Sunday, August 20, 2017

The Real Thing This Time

The Booksellers on Fountain Square
Although I'm now a published author, I must concede that words cannot describe how I feel, seeing my memoir displayed here at The Booksellers on Fountain Square (Joseph Beth Books and Roebling Books as well).

Now, I have a confession to make, about something that's not in my memoir. It's something I hadn't told my wife about till just now. It occured during my earlier life, when I was a student patrolman at the University of Cincinnati. Early one Sunday morning, when the library building was closed, I used my master key to admit myself and my friend Denny Cooper. We went to the card catalogue desk, removed two blank cards, then typed in bogus names of books that we "authored." Denny, who had worked in a library during high school, gave each book a logical, but phony, Dewey Decimal number.

I remember the title of my 'book' had something to do with cybernetics. Maybe this was my first subconscious indication that I wanted to be a real author someday. That was over 50yrs ago. I guess it's a good lesson, you're never too old to give up on your dreams!

Saturday, August 5, 2017

Before There Was BAYWATCH...There Was BREECH


Breech Academy Summer 1970
Admittedly, I would never be mistaken for David Hasselhoff, but some of the TWA 'hostesses' could easily rival the Baywatch beauties. Plus, we all had extensive ditching training. Uh, sorry I meant to say extensive 'water landing' training. When I think of this airline euphemism, I can imagine my late idol, George Carlin shouting with gusto, "We no longer 'stand by' for 'ditching'!" Then in a softer, more effeminate voice he continues, "We're going to have to 'get ready' for a...'water landing.'" And if you're wondering, no, I don't usually wear a life jacket at hotel pools. Behind me is Breech Academy, TWA's training center for cabin crews.
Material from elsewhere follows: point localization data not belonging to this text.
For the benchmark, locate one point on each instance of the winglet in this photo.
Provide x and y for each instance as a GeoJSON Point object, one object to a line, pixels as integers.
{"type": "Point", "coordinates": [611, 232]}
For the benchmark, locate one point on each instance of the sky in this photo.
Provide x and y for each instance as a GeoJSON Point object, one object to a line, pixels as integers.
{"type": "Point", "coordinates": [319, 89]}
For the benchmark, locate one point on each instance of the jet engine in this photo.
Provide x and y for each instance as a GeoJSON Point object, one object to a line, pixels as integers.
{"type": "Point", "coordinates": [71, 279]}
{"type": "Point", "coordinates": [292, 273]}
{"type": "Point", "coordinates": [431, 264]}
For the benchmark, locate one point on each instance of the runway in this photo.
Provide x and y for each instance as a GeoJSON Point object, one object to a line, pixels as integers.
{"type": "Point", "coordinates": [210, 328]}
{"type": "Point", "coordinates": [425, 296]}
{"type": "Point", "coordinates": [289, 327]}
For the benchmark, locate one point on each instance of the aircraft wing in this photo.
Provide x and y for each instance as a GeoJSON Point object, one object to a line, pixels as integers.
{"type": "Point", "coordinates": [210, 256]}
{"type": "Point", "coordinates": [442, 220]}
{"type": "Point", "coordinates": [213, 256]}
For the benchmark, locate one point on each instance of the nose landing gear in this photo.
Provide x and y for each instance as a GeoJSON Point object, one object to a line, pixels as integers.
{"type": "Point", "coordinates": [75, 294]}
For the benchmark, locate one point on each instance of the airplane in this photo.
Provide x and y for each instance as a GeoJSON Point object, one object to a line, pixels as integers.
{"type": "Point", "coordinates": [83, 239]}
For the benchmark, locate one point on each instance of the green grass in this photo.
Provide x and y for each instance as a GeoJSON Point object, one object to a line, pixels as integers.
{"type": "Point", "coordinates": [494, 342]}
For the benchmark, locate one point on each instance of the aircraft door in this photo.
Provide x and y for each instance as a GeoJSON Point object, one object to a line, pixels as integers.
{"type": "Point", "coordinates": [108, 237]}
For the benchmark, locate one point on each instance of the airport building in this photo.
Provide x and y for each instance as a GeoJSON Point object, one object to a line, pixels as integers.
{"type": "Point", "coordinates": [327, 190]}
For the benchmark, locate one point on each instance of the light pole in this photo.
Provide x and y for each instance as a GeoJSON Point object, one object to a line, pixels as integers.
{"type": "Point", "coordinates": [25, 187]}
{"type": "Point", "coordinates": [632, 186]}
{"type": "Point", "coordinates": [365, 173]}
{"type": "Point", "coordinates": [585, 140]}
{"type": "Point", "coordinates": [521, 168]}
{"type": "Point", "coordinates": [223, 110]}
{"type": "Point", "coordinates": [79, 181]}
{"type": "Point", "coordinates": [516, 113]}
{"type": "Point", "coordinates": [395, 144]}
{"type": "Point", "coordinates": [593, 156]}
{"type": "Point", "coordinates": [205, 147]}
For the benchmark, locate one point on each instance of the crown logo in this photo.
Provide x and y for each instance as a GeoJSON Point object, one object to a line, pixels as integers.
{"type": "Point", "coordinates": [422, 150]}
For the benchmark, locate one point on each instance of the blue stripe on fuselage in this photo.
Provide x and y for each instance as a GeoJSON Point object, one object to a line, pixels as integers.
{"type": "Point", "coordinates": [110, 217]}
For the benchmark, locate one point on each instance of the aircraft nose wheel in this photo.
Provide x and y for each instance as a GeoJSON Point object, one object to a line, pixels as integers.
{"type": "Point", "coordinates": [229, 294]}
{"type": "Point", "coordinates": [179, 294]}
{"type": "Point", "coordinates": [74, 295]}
Call it what you want, an aircraft evacuation in a body of water is, in my opinion the most difficult safety maneuver to execute. In the calm of Breech's pool, it took all I had to pull myself up into the 25-man life raft. I can imagine how difficult it is to enter the raft amidst ocean swells.








On the other hand, when on terra firma, taking a ride down the 747's evacuation slide from 18 feet above the ground is a piece of cake. The dual slides even allow you to bring a buddy along. A velcro surface at the bottom stops you from spilling out onto the runway, grass, sand (whatever). 

If you enjoy riding in the upper deck of the 747-400 series, the secondary evacution route is from a height of 35 feet, or about 50-some feet of slide. Now that's a real thrill! So ladies, while you may want to see Hasselhoff at the beach, I can guarantee you'd rather be sitting next to me on a plane if things get rough.

Thursday, July 20, 2017

'Shaving Down My Bucket List'

   Bucket List items shouldn't necessarily consist of such feats as climbing El Capitan at Yosemite or milking cobra's venom in Thailand. No. They can be less risky and more accessible, like enjoying evening cocktails at the 107 Sky Lounge in Las Vegas, or renting an exotic car for an afternoon drive while vacationing in Miami.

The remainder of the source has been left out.